The answer is, stop.

Stop letting your fear tell you that there’s another, easier strategy out there—you just have to keep buying courses and attending bootcamps until you find it. ‘Cause there’s not.

Stop letting your pleasure center tell you that discovery and learning are “better” than doing. They just FEEL better, and only right now. In reality, they’re eroding your confidence (and your savings), and the REAL pleasure is after the Persisting stage, when the world is your financial oyster.

And if you can’t stop these 2 things, stop pretending like you’re going to be a real estate investor, because you’re not.

Here’s what you do:

  1. Pick a strategy. ONE. Or at most, TWO—one to deliver cash and one to deliver long term income and wealth. Pick them based on what makes sense for your goals, your market, and your skills and resources. Learn them well. Study everything you can on them. Hang out with other people who are doing them. Blind yourself to all others. Not forever; you can always pick another one later, after you’ve made enough actual money to indulge your entrepreneurial ADD.
  2. Focus on doing that strategy until you’ve actually DONE it. Set goals, write down the specific tasks you need to accomplish to reach them, and then do those things. Every day. Ignore all the other great stuff you could be doing for a while. And, even though it can be scary, try to enjoy the process.
  3. Get the help you need to persist. Join your REIA group, and participate, and make friends, and ask questions, and bounce deals and idea after them, and go to industry conferences, and get a coach you can talk to when there’s no meeting. Oh wait, you already have one of those. The point is, in order to persist, you’ll need cheerleaders, and people who will hold you accountable, and experts that you can lean on when you’re unsure what to do next.
  4. Celebrate. When you get that first check, or that first rental property, or whatever, it’ll actually seem a whole lot less spectacular than you thought it would be when you were discovering. You’ll see all the work that went into it, and all the incremental learning steps, and all the people that helped make it happen, and you’ll be tempted to downplay it—“Well sure, I did a deal, but it was nothing special. It should have been [easier/more profitable/sooner/fill in the blank]”.

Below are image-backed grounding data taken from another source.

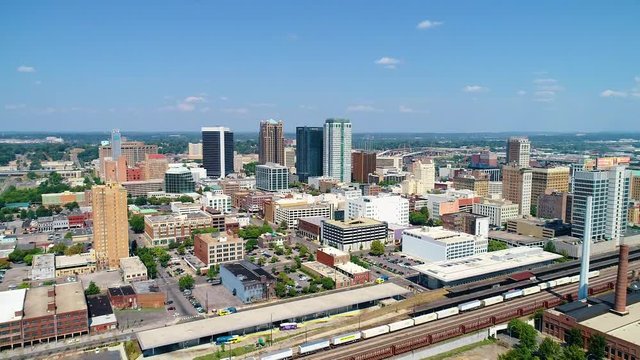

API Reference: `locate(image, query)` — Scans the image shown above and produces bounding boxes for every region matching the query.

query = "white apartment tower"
[572,166,630,244]
[323,119,352,183]
[347,194,409,226]
[412,159,435,194]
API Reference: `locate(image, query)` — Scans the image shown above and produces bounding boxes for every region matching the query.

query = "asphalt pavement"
[157,265,198,318]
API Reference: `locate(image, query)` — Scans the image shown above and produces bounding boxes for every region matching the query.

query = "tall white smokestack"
[578,196,593,301]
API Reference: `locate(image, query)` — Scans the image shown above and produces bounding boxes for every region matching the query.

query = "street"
[157,264,198,318]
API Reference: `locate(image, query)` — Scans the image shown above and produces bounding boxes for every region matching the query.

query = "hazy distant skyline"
[2,1,639,132]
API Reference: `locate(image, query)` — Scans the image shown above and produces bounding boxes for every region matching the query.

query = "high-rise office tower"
[502,165,533,215]
[258,119,285,166]
[530,167,570,207]
[323,119,352,183]
[92,183,129,270]
[571,166,630,244]
[202,127,234,178]
[351,151,376,183]
[164,167,196,193]
[111,129,122,161]
[412,159,436,194]
[296,126,323,182]
[506,137,531,168]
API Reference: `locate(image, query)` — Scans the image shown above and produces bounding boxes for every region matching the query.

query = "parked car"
[167,306,176,311]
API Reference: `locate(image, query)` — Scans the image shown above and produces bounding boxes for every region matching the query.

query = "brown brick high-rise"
[351,151,376,183]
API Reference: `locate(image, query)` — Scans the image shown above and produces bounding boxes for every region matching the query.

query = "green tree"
[245,239,258,251]
[270,256,278,263]
[369,240,385,256]
[64,231,73,239]
[207,264,220,279]
[320,277,335,290]
[566,328,583,348]
[178,275,195,290]
[287,287,297,297]
[26,171,38,180]
[507,319,538,351]
[537,338,562,360]
[297,244,309,257]
[294,256,302,269]
[243,161,258,176]
[49,243,68,255]
[158,253,171,267]
[178,195,194,203]
[129,214,145,233]
[24,253,35,265]
[488,240,508,252]
[543,241,557,253]
[177,244,186,255]
[563,345,586,360]
[36,205,52,218]
[64,243,85,255]
[134,197,148,206]
[277,221,288,232]
[64,201,80,211]
[409,211,427,226]
[587,334,606,360]
[85,281,101,295]
[274,246,284,256]
[258,257,266,266]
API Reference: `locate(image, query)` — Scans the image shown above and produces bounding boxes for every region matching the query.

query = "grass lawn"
[425,338,497,360]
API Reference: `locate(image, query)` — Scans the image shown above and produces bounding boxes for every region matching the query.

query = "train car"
[522,286,541,296]
[588,270,600,278]
[413,313,437,325]
[279,323,298,331]
[481,295,504,307]
[570,275,580,283]
[361,325,390,339]
[538,282,549,290]
[435,307,459,319]
[298,339,330,355]
[458,300,482,312]
[555,277,571,286]
[260,348,293,360]
[331,331,362,346]
[503,289,524,300]
[388,319,414,332]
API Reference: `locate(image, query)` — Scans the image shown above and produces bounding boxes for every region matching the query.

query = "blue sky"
[1,0,639,133]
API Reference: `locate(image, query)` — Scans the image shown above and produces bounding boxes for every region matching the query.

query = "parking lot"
[0,266,29,290]
[191,282,243,314]
[114,307,172,331]
[364,252,423,276]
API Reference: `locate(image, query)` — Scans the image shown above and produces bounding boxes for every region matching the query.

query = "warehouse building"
[412,247,562,289]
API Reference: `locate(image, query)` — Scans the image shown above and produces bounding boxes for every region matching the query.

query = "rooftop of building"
[137,282,408,351]
[221,261,274,284]
[55,251,96,269]
[0,288,27,323]
[130,280,162,294]
[86,294,114,318]
[318,247,349,257]
[412,247,562,282]
[108,285,136,297]
[476,198,518,206]
[550,288,640,345]
[32,253,55,270]
[336,261,370,274]
[196,233,242,245]
[23,286,52,318]
[165,167,192,175]
[488,230,546,244]
[442,212,489,220]
[55,282,87,314]
[304,261,351,282]
[257,162,288,169]
[403,226,478,243]
[323,218,385,229]
[119,256,147,274]
[297,216,328,227]
[325,118,350,124]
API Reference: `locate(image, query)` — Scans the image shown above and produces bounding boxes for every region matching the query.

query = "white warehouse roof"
[412,247,562,282]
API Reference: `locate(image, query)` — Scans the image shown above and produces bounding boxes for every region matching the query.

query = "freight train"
[257,271,604,360]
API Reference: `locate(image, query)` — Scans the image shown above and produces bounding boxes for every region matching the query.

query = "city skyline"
[2,1,640,132]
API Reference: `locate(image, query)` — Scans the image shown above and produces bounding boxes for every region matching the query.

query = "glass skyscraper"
[323,119,352,183]
[164,167,195,193]
[202,127,234,178]
[296,126,323,182]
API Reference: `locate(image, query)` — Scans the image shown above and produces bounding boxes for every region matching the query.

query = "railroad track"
[307,264,636,360]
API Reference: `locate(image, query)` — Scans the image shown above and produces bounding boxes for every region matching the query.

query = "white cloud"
[4,104,26,110]
[219,96,229,101]
[250,103,276,108]
[299,104,316,110]
[517,90,527,96]
[463,85,489,93]
[635,76,640,83]
[184,96,205,103]
[399,105,414,113]
[346,104,382,112]
[34,80,42,85]
[200,107,211,113]
[222,107,249,114]
[375,57,401,69]
[600,89,628,98]
[17,65,36,73]
[530,77,564,102]
[533,78,557,85]
[417,20,443,30]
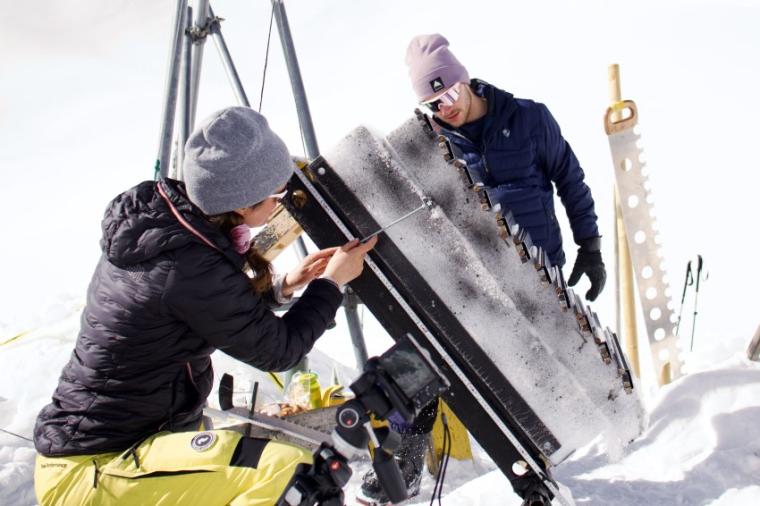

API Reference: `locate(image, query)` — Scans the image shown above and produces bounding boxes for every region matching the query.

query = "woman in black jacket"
[33,106,376,505]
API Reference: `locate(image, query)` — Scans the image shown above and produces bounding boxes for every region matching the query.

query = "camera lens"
[338,407,360,428]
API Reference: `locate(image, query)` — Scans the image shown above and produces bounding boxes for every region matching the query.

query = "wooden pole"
[608,64,623,122]
[608,64,641,379]
[747,323,760,361]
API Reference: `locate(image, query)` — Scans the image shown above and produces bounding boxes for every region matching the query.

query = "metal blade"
[606,100,683,383]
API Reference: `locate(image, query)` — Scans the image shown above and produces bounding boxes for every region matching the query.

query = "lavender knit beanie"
[405,34,469,101]
[183,107,294,215]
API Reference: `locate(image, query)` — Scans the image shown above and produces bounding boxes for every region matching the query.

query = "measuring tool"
[360,198,434,243]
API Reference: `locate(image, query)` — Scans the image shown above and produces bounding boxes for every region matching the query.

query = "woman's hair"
[207,211,273,294]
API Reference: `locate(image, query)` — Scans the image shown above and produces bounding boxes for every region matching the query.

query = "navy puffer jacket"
[437,79,599,267]
[34,179,342,456]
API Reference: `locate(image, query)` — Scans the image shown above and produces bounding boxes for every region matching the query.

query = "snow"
[554,357,760,505]
[2,0,760,505]
[3,308,757,505]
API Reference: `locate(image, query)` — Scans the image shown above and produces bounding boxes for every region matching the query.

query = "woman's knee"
[228,439,313,505]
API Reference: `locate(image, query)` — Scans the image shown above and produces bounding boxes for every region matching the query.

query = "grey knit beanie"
[405,34,469,101]
[183,106,294,215]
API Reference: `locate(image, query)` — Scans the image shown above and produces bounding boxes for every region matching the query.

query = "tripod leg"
[176,4,193,179]
[208,6,250,107]
[188,0,211,127]
[156,0,187,178]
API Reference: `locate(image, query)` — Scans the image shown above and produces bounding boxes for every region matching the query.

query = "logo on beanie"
[430,77,445,92]
[190,432,217,452]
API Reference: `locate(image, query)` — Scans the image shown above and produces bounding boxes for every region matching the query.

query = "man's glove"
[568,237,606,302]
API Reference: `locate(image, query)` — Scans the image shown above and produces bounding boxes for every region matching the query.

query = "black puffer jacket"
[34,179,342,456]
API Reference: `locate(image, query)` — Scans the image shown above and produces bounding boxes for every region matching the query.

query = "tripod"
[153,0,370,373]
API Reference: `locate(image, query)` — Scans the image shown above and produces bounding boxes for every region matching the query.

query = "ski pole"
[0,427,33,443]
[674,260,693,337]
[689,255,704,351]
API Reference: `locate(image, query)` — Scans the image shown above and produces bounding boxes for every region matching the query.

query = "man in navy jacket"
[359,33,607,505]
[406,33,606,301]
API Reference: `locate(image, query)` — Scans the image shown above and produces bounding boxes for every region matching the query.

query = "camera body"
[333,335,448,457]
[362,336,448,422]
[278,334,449,505]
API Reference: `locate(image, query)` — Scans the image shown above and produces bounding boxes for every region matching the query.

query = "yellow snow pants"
[34,430,312,506]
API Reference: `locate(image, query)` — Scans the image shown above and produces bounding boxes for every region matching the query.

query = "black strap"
[230,437,270,469]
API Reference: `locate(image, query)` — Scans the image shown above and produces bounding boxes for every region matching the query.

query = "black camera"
[278,333,449,505]
[341,334,447,423]
[332,334,449,503]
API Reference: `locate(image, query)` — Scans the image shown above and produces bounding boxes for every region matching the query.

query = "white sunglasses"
[420,83,461,113]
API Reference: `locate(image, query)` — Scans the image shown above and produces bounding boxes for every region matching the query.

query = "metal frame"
[155,0,187,178]
[282,155,571,505]
[208,6,250,107]
[153,0,369,371]
[176,4,193,178]
[189,0,210,128]
[270,0,367,366]
[272,0,319,158]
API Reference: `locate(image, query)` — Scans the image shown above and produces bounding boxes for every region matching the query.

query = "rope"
[258,5,275,112]
[439,422,452,505]
[430,413,451,506]
[257,7,307,159]
[0,427,33,443]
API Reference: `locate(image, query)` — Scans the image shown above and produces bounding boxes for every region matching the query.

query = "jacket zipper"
[481,142,490,178]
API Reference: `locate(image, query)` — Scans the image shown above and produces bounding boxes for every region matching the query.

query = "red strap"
[156,182,221,252]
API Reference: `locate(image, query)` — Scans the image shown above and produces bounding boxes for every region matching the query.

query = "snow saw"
[605,101,683,383]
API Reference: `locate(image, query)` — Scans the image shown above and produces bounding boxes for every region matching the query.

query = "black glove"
[568,237,606,302]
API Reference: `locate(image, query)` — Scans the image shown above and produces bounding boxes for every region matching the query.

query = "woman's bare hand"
[282,247,339,296]
[320,236,378,287]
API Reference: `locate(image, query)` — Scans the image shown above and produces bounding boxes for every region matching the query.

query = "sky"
[1,0,759,376]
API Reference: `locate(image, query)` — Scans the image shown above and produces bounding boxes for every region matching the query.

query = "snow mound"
[555,355,760,505]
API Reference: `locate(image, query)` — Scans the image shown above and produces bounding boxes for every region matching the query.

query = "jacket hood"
[100,179,235,267]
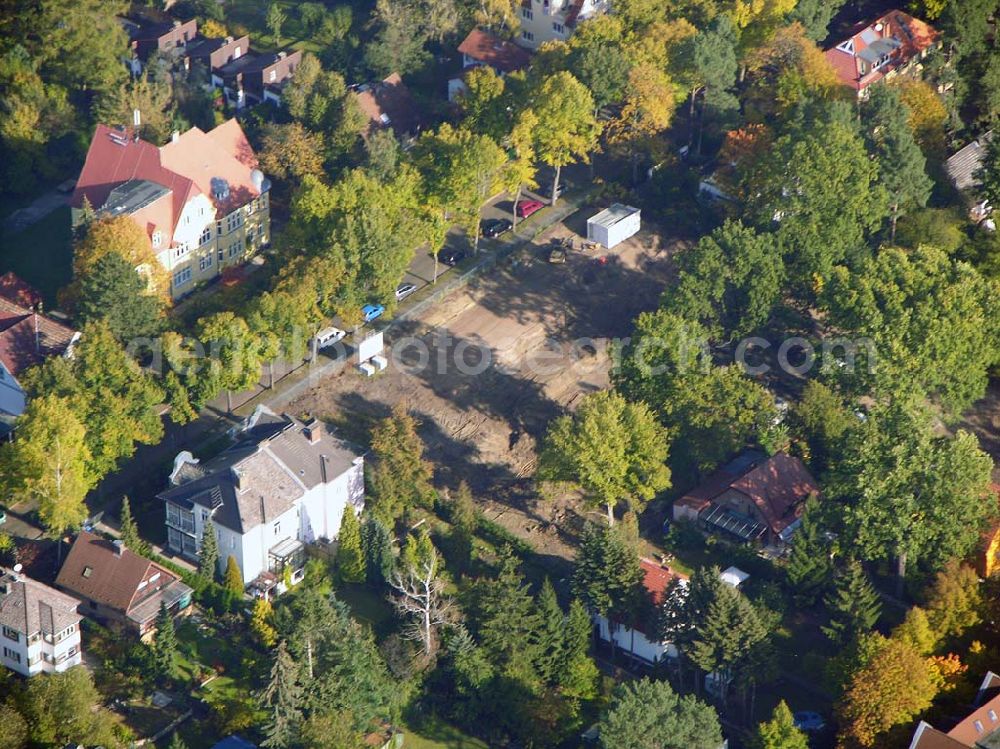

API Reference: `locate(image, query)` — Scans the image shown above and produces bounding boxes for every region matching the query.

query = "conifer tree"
[251,597,278,648]
[166,732,188,749]
[336,506,366,584]
[561,597,599,700]
[224,555,244,594]
[447,481,479,569]
[534,578,565,683]
[753,700,808,749]
[475,552,543,684]
[153,602,177,678]
[822,559,882,646]
[199,524,220,583]
[784,499,832,606]
[119,495,148,556]
[260,640,303,748]
[572,523,644,621]
[367,405,435,523]
[361,517,394,587]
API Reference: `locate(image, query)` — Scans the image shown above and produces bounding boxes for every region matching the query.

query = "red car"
[515,199,544,219]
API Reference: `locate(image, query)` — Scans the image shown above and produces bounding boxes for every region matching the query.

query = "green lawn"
[337,583,398,639]
[401,716,489,749]
[0,205,73,307]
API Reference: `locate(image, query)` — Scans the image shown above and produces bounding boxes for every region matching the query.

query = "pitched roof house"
[184,34,250,73]
[126,17,199,63]
[947,131,995,224]
[673,451,819,545]
[72,119,271,300]
[355,73,423,144]
[0,295,79,435]
[56,532,193,639]
[215,49,303,109]
[910,672,1000,748]
[450,29,532,101]
[594,558,688,664]
[823,10,940,98]
[0,568,83,677]
[158,406,365,598]
[515,0,610,49]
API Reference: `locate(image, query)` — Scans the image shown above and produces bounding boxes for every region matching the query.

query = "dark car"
[515,200,544,219]
[481,218,513,238]
[440,249,466,265]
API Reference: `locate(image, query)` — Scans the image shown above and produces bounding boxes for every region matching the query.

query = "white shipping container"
[586,204,641,249]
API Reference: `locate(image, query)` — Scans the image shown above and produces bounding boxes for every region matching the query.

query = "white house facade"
[0,568,83,677]
[515,0,610,49]
[159,407,364,595]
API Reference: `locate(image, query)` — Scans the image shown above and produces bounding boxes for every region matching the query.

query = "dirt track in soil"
[289,208,687,566]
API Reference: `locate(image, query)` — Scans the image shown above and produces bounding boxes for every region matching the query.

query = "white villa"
[0,567,83,677]
[158,407,364,597]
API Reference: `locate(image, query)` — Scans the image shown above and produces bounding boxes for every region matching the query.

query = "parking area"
[288,204,688,564]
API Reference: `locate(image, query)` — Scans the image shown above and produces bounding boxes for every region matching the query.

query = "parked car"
[314,326,346,349]
[515,200,544,219]
[548,247,567,264]
[361,304,385,323]
[481,218,513,238]
[0,507,5,525]
[440,249,466,265]
[395,282,417,300]
[793,712,826,732]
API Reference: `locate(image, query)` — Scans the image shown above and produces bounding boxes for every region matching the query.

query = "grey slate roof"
[946,131,994,192]
[0,569,81,636]
[158,407,362,535]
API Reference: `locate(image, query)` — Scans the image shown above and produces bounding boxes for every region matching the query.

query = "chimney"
[231,466,247,492]
[277,51,286,60]
[113,539,124,557]
[171,130,180,143]
[304,418,321,445]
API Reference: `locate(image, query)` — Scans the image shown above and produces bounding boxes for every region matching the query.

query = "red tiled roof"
[457,29,531,73]
[640,558,686,605]
[730,453,818,534]
[159,120,260,216]
[72,119,262,249]
[55,531,179,615]
[677,452,819,536]
[0,273,42,308]
[823,9,939,92]
[355,73,423,140]
[0,297,77,376]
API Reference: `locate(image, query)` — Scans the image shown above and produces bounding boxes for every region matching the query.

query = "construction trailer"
[586,204,641,249]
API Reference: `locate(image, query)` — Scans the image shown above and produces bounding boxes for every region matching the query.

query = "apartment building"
[0,567,83,677]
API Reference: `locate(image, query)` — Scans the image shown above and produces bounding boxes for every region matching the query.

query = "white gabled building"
[594,558,686,664]
[0,567,83,677]
[158,406,364,598]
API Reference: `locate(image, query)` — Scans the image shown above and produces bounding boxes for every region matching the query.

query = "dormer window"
[82,566,92,578]
[269,69,277,82]
[152,231,162,248]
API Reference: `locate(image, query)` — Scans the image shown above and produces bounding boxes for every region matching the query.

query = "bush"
[476,518,533,557]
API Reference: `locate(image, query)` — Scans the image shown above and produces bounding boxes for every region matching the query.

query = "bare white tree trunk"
[389,548,455,656]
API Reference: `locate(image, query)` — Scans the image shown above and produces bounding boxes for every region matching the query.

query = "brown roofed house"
[355,73,424,144]
[127,17,199,62]
[823,10,940,98]
[216,49,303,109]
[184,34,251,74]
[909,671,1000,748]
[450,29,532,101]
[0,568,83,677]
[56,532,193,640]
[672,450,819,546]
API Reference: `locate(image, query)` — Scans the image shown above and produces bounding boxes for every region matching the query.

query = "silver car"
[395,283,417,301]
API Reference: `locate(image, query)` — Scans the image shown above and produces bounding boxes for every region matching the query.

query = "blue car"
[361,304,385,323]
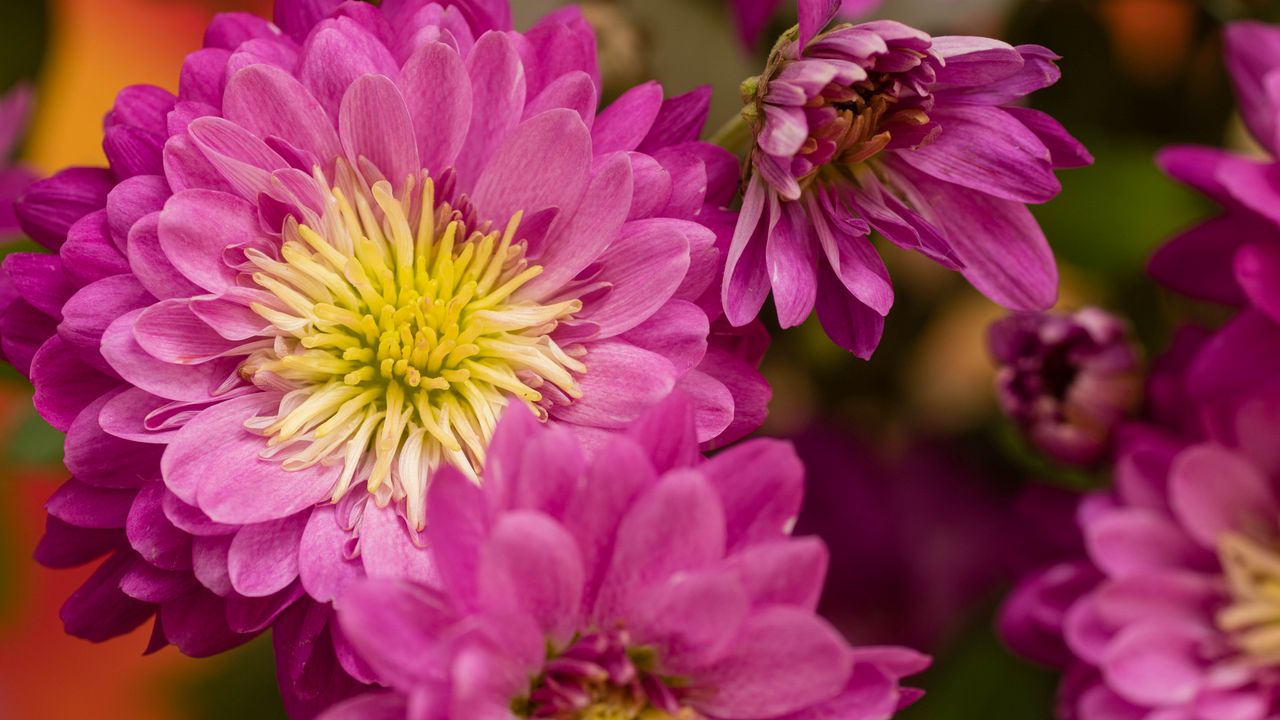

Stop yourself right there. By doing even 1 deal, you’ve crossed a barrier that 80% of your fellow students find insurmountable. It IS a big deal. It’s a life-changing deal. So mark it with champagne, or a massage, or a nice dinner, or whatever makes you feel like the special person you’ve just become.

The difference between the 20% and the 80% isn’t who they are or what they know. It’s what they DO. EVERYONE in the 80% has in common that they don’t do, or don’t do enough times.  EVERYONE in the 20% has in common that they do, and keep doing until they’re successful. And THAT should tell you everything you need to know about how to break your education addiction and start making money.

2 Comments on “IC Elesson: How to Stop Learning and Start Doing

  1. This is a great article and a true representation of the cycle to real estate investing success. One way that I got myself out of the Discover-Learn-Discover-Learn vicious cycle was to make a deal with myself that I was NOT allowed to purchase another course until I at least did one deal on the prior course no matter how long it took. It forced me to try the various strategies and to make money in the process. Accountability partners also helped me take action consistently. Now that I’ve participated in about 50 deals, I’ve learned what I’m good at (rentals mostly and some wholesaling) and what I’m not good at (buy-fix-flip and joint ventures). It takes discipline to push yourself to the next level but it’s well worth it! I have achieved a lot of my real estate investing goals.